– Дим, ты успокойся и сядь.

– Какое там успокойся! Он же меня шизофреником считает. Что ты ему рассказал?

– Так! А теперь спокойно, ладно? Сядь!

Дима наконец сел.

– Ну! Говори!

– Поставь себя на мое место. Я о тебе ничего не рассказываю командиру, а потом у тебя случается очередное видение, во время которого ты входишь в зеркало и остаешься там навсегда. Так? И что тогда? Первый вопрос ко мне: «Где вы были, товарищ военврач? Мне надо было доложить».

Дима обмяк. Он понимал, что Женька прав, и еще он понимал, что никто ему здесь не верит.

– Командир спрашивал меня, дотяну ли я до берега.

Женя положил ему руку на плечо:

– Он и меня об этом спрашивал. Я сказал, что ничего не ясно и никакой паники в этом деле быть не должно. Давай попробуем всякие травки, может быть, снотворное слабенькое.


После приема снотворного Женька уложил Диму на койку.

– А если мне опять что-нибудь привидится?

– Боишься спать?

– Ну, если честно…

– Если честно, то боишься. И не спишь, чтоб сны не снились. Так?

– Так.

– А они от этого еще больше снятся. Правильно?

– Правильно.

– Не бойся. Это хорошее снотворное. Спи. Ничего не привидится. Я рядом посижу.

– Только ты…

– Я же сказал: я рядом.

Дима проваливался в сон медленно. Он закрыл глаза, дыхание стало ровным, тихим, и вдруг он открыл глаза – в них стояло безумие.

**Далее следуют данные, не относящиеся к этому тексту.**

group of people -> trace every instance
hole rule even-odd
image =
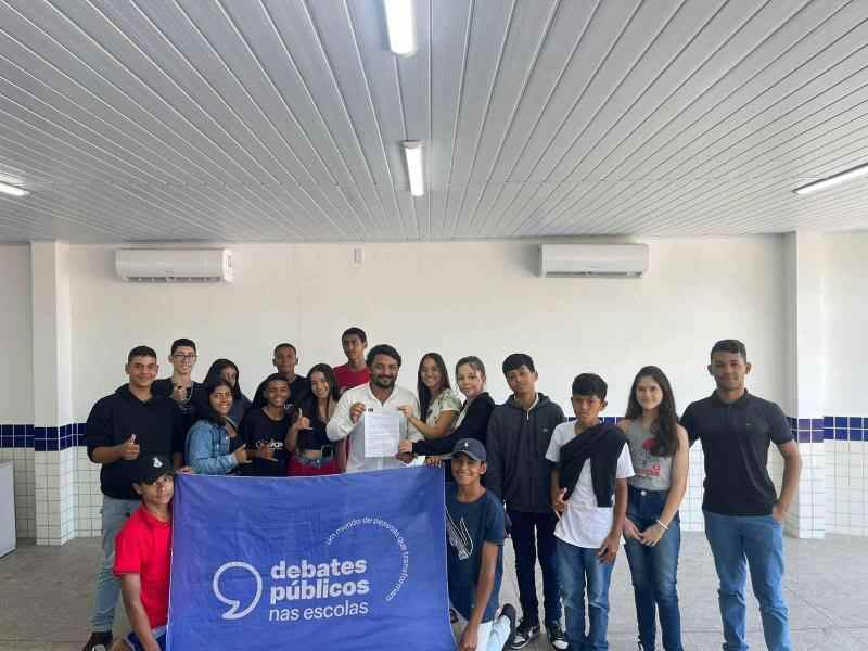
[[[641,368],[617,424],[600,416],[608,396],[602,378],[575,378],[575,418],[567,420],[537,391],[537,370],[524,353],[503,360],[512,395],[496,405],[475,356],[458,360],[456,392],[443,357],[425,354],[413,394],[396,383],[403,360],[393,346],[368,349],[359,328],[347,329],[342,345],[346,363],[317,363],[304,376],[295,372],[296,348],[279,344],[276,372],[253,399],[228,359],[215,361],[202,384],[194,382],[196,347],[189,339],[173,343],[174,372],[164,380],[156,379],[152,348],[130,350],[129,382],[99,400],[87,423],[104,497],[103,561],[85,651],[165,649],[166,532],[176,472],[305,477],[417,463],[446,469],[447,582],[460,651],[521,649],[539,637],[540,624],[554,649],[608,649],[609,584],[622,545],[638,649],[655,649],[659,621],[663,648],[681,651],[678,509],[697,439],[705,456],[703,513],[719,579],[723,648],[748,649],[750,567],[768,649],[791,649],[782,522],[801,460],[781,409],[744,386],[751,370],[744,344],[714,344],[707,371],[715,391],[680,419],[664,372]],[[376,411],[400,414],[393,456],[366,455],[366,413]],[[784,459],[779,495],[766,470],[771,443]],[[515,552],[520,622],[511,604],[498,611],[507,536]],[[111,647],[119,592],[133,630]]]

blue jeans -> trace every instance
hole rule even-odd
[[[668,490],[641,490],[630,486],[627,518],[639,531],[647,529],[656,523],[668,494]],[[653,651],[656,644],[655,611],[660,615],[663,648],[666,651],[684,651],[681,614],[675,587],[680,547],[681,526],[677,513],[669,523],[669,531],[654,547],[631,538],[627,540],[625,551],[633,577],[639,641],[646,651]]]
[[[609,628],[609,582],[612,563],[602,563],[597,549],[576,547],[560,538],[558,573],[565,613],[564,635],[570,651],[607,651]],[[588,591],[588,634],[585,635],[585,585]]]
[[[751,571],[768,651],[791,651],[783,601],[783,527],[771,515],[720,515],[704,511],[705,537],[714,553],[720,589],[724,651],[746,651],[744,584]]]
[[[120,580],[114,575],[115,536],[141,502],[137,499],[102,497],[102,560],[97,575],[97,603],[90,620],[94,633],[111,633],[115,621],[115,607],[120,593]]]
[[[536,560],[542,569],[542,599],[546,624],[561,621],[561,587],[558,585],[558,561],[554,549],[554,513],[525,513],[507,511],[512,521],[510,537],[515,549],[515,577],[519,583],[519,601],[522,618],[539,624],[539,601],[536,598]],[[534,531],[536,529],[536,536]]]

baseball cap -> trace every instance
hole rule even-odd
[[[452,457],[456,455],[467,455],[476,461],[485,461],[485,446],[475,438],[462,438],[455,444]]]
[[[137,484],[153,484],[164,474],[175,476],[175,469],[168,457],[143,455],[136,462],[133,477]]]

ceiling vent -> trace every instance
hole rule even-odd
[[[641,278],[647,244],[540,244],[544,278]]]
[[[126,282],[232,282],[228,248],[118,248],[115,271]]]

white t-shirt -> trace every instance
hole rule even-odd
[[[570,421],[554,427],[549,449],[546,451],[546,459],[554,463],[561,460],[561,448],[576,436],[575,425],[575,421]],[[582,467],[578,482],[576,482],[570,499],[566,500],[566,510],[554,528],[554,535],[564,542],[576,547],[598,549],[612,528],[613,510],[597,506],[590,465],[591,461],[588,459]],[[624,444],[624,449],[621,450],[621,456],[617,458],[615,477],[626,480],[631,476],[630,450],[629,446]]]

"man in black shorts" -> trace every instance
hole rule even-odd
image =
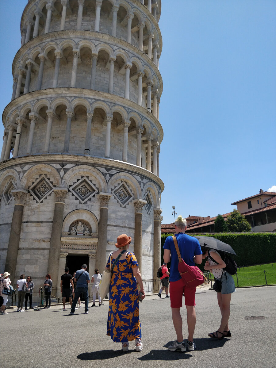
[[[65,273],[61,276],[60,279],[60,291],[62,293],[63,310],[65,311],[66,298],[69,300],[69,303],[72,307],[72,293],[74,291],[74,286],[72,279],[72,275],[69,273],[69,268],[66,267],[64,271]],[[72,288],[71,287],[71,286]]]

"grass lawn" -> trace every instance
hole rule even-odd
[[[272,266],[272,265],[273,265]],[[265,277],[263,272],[265,271],[265,276],[268,285],[276,284],[276,263],[269,263],[265,265],[257,265],[247,267],[238,268],[237,273],[238,276],[234,275],[235,285],[237,286],[256,286],[265,285]],[[214,278],[212,275],[212,279]]]

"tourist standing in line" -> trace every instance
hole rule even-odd
[[[31,276],[28,276],[27,277],[27,287],[28,290],[26,292],[25,295],[25,310],[27,310],[28,298],[29,300],[29,309],[33,309],[33,307],[32,307],[32,300],[33,296],[33,290],[35,287],[32,281],[32,277]]]
[[[89,274],[86,270],[87,265],[85,263],[82,265],[81,269],[78,270],[76,272],[74,279],[76,282],[76,289],[75,290],[75,297],[72,304],[72,307],[70,314],[73,315],[75,312],[76,305],[78,299],[82,293],[85,300],[85,308],[84,312],[87,314],[88,312],[88,302],[89,296],[88,295],[88,284],[90,282]]]
[[[93,293],[93,304],[92,307],[96,307],[95,302],[96,301],[96,294],[98,292],[99,287],[100,286],[100,282],[102,278],[102,275],[99,272],[98,268],[95,269],[95,273],[92,276],[91,279],[91,282],[93,283],[92,287],[92,292]],[[100,307],[102,305],[101,302],[102,299],[100,296],[98,294],[98,298],[99,298],[99,306]]]
[[[202,262],[202,252],[198,241],[195,238],[185,233],[187,228],[185,219],[178,216],[174,223],[176,238],[181,257],[189,266],[194,266]],[[184,281],[178,270],[178,259],[176,250],[172,236],[166,238],[163,247],[164,261],[167,263],[171,261],[170,269],[170,295],[171,316],[177,339],[169,346],[173,351],[186,351],[186,345],[183,339],[182,318],[180,309],[182,306],[182,297],[184,294],[185,304],[187,311],[188,336],[187,344],[188,350],[195,349],[194,333],[195,327],[195,290],[196,287],[190,288],[185,286]]]
[[[17,303],[17,312],[24,312],[23,309],[23,305],[24,302],[24,298],[25,297],[26,291],[24,291],[24,285],[26,285],[27,282],[25,279],[25,275],[24,273],[20,275],[20,278],[17,280],[16,287],[18,288],[17,296],[18,296],[18,302]]]
[[[9,277],[10,274],[8,272],[4,272],[3,275],[0,276],[0,295],[3,298],[3,303],[1,305],[1,308],[0,308],[0,312],[1,314],[8,314],[5,311],[7,302],[8,301],[8,296],[6,294],[3,294],[2,292],[4,287],[6,287],[7,289],[10,289],[10,285],[11,283]]]
[[[72,275],[69,273],[69,268],[66,267],[64,269],[64,274],[60,278],[60,291],[62,295],[62,302],[63,304],[63,310],[65,309],[65,302],[66,298],[69,299],[70,305],[72,307],[72,293],[74,291],[74,286]],[[72,290],[71,290],[71,287]]]
[[[52,291],[53,281],[51,278],[51,275],[47,273],[45,276],[46,277],[43,286],[44,287],[44,293],[46,301],[46,305],[45,308],[50,308],[51,307],[51,292]]]

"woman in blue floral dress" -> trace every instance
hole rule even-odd
[[[121,342],[124,351],[128,350],[128,342],[135,340],[136,351],[143,348],[137,283],[142,299],[145,292],[138,263],[134,253],[127,252],[131,238],[122,234],[117,238],[119,249],[110,253],[106,269],[112,268],[117,257],[120,257],[114,268],[109,288],[109,308],[107,335],[115,342]]]

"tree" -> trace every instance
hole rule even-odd
[[[236,209],[227,216],[226,222],[229,231],[232,232],[245,233],[251,230],[251,226],[244,216]]]
[[[222,215],[219,214],[215,220],[215,232],[224,233],[227,230],[227,223],[225,222]]]

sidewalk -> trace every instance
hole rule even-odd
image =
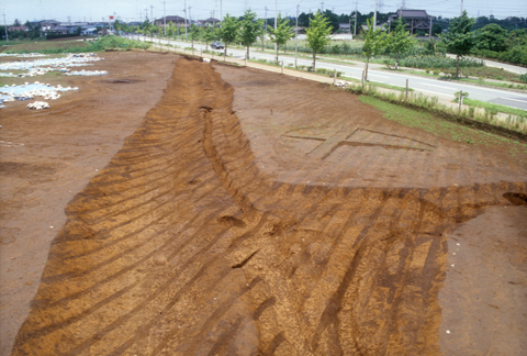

Степь. То была степь до горизонта. Лава всадников. Она неслась и неслась. Он открыл рот, но воздух был такой плотный, что он стал задыхаться. Всадники неслись на что-то черное вдали. Оно было похоже на море. Потом это черное море начало увеличиваться, вырисовываться – это были ратники. Очень много копий. Копья враз опустились и стали ждать лаву. Лучники справа и слева от него приготовили луки. Они будут стрелять на скаку. Он тоже натянул тетиву. Она тугая, упругая. Раз – и стрела отправилась в черную массу, он мгновенно приладил следующую. Лава на всем скаку начала обходить, обтекать это черное море тел и копий.

Женя уставился в Димино лицо. Пот струился по нему Пульс. Надо пощупать пульс. Он взялся за руку – сто пятьдесят. Ну что тут делать? Ждать? А если сердце не выдержит? Женя схватился за шприц.


Меч очень тяжелый. Просто не удержать в руках. Он как живой, того и гляди вырвется. Он сжал его сильней, еще сильней. И все-таки хватку надо ослабить, иначе в руке не будет того удара – от плеча. Бить надо от плеча и всем телом. Все тело участвует в ударе, а он – удар – стекает на самый кончик лезвия. Все должно сойтись – сила удара, сам меч и его цель – чье-то верткое тело. Лезвие входит в него – и во все стороны летят брызги. Будто и не тело это вовсе, а вода. Вода. Словно ударяешь кнутом по водной глади.

Он ударял и ударял по водной глади. Гладкая такая поверхность, а брызги во все стороны. Плохо он бьет – не должно быть брызг. Лезвие должно входить в тело так, что ничего не заметно, и какое-то время оно – тело – все еще скачет, а потом оно медленно распадается на части.

Медленно. Но теперь это его тело. Странно. Его меч поразил собственное тело. Он так стремился к тому, чтобы удар был правильным, а потом оказалось, что это его собственное тело, и он распадается на полном скаку. И до земли. Он долетает до земли и падает мягко – никакой боли, страданий – вообще ничего. Очень тихо. Не слышно ни хрипа, ни стука, ни звона, ни криков. Пыль. В пыли что-то крутится, крутится. Тела какие-то. Много тел. Эта пыль живая. Она состоит из тел.

Это на первый взгляд пыль, а так – это множество тел. Они живут, вырастают, множатся, а потом умирают. Это все пыль. Пыль.